1. Own the negotiation. When it comes to establishing any key business terms or partnership agreements, the CEO really has to be doing the talking. In the case of our deal with Rakuten, we sketched out the basic terms in about 15 minutes, sitting in an auditorium, after an event. (To an outside observer it probably looked like a very casual chat—it most certainly was not!) To both parties’ credit the basic agreement held throughout the extensive weeks following. But whenever any key deal terms had to be sorted out, I always returned directly to my two main Rakuten counterparts. Why is this meaningful? Because it would be very tempting, as the weeks roll by and fatigue sets in, and you are dealing with a boatload of exotic legal and accounting concepts, to defer to the attorneys to get things hammered out. This would be a very expensive mistake. The two principals on a deal—the decision makers—are going to be the fastest (and cheapest) route to resolution. Don’t cede that key responsibility to your attorney. Ever. Your attorney can help you sort out which are “those” issues (though you will most likely have no doubt) and if they don’t, get a new attorney.
Larry adds that the bottom line is that the principals should agree on the principles—and then get a sanity check from advisors before reducing the discussions to a term sheet. In his experience, at times, the simplest of business agreements can have adverse consequences that defy common and business sense (thanks to the tax code).

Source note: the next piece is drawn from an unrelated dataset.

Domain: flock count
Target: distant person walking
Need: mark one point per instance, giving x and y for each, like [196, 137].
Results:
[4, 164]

2. Don’t sign anything you do not understand. Although there are some boilerplate parts of a financing where you can defer to your attorney (indemnifications, for instance), don’t do that very often. One very basic rule of thumb: if any clause contains a number, make sure you understand it upside down and backwards. But it goes further than that in terms of mastering all investor preferences and the classification of different shareholders. Rather than guess, I learned to flag my confusions very explicitly. My most memorable moments included a late night call where I practically shouted, “Guys! Guys! You are liberally throwing around technical jargon that I have only ever heard on TV. And I’m the CEO about to permanently commit a team to this deal. Do you know how scary that is to me? I can’t proceed until I understand.” (Fortunately a good attorney or advisor should be very skilled at listening and responding to your questions, in plain English, as mine were.)
Similarly, I chose not to defer to the steamroller of negotiations and broke a somewhat tense two-sided legal conference call wrangle by saying to the Rakuten attorney, “I know we have never met, but I am a natural blond. What does that mean? It means that every word in this deal has to pass the ‘natural blond test.’ If I don’t understand it, it won’t get signed.” (Using humor to break a logjam was probably more important than anything else, honestly. I think the attorneys had nearly forgotten that I was part of the call after over two hours of back and forth.) Even if you aren’t able to pull the “natural blond clause”, you must make sure you are slogging through everything you are signing with full understanding. Lean heavily on your attorney and/or banker until you have it all clear in your head.
3. Sometimes only you can simplify. After you set the deal terms your attorneys have to play the critical role of documenting the agreement and anticipating eventualities that you would never in a million years imagine. This is something I learned to really appreciate. For the most part I stood aside as they did their jobs in this area. But I distinctly remember one time when, because I had the benefit of a little distance, I listened to some complicated and convoluted valuation formula being conceptualized and said, “Guys I just want XX. They just want XX too. Can’t we just say XX?” It was a potential breakthrough. It made me feel like I was doing my job while the attorneys were doing theirs.
4. Protect your team. For the most part you (and if you have one, your CFO) are isolated in the deal process. No one on your team could possibly understand the complexity and inhuman demands of the transaction. Too bad. Suck it up. But your loyal team members will most certainly understand, someday, if you sell them down the river. So protect them. Protect your existing investors. They joined you and funded you because they trusted you. Do not betray their trust. I had moments during our transaction where I was battling very hard for them and risking a lot of social capital with my counterparts at Rakuten. But I always knew the deal was not worth anything to me if success could not be truly shared.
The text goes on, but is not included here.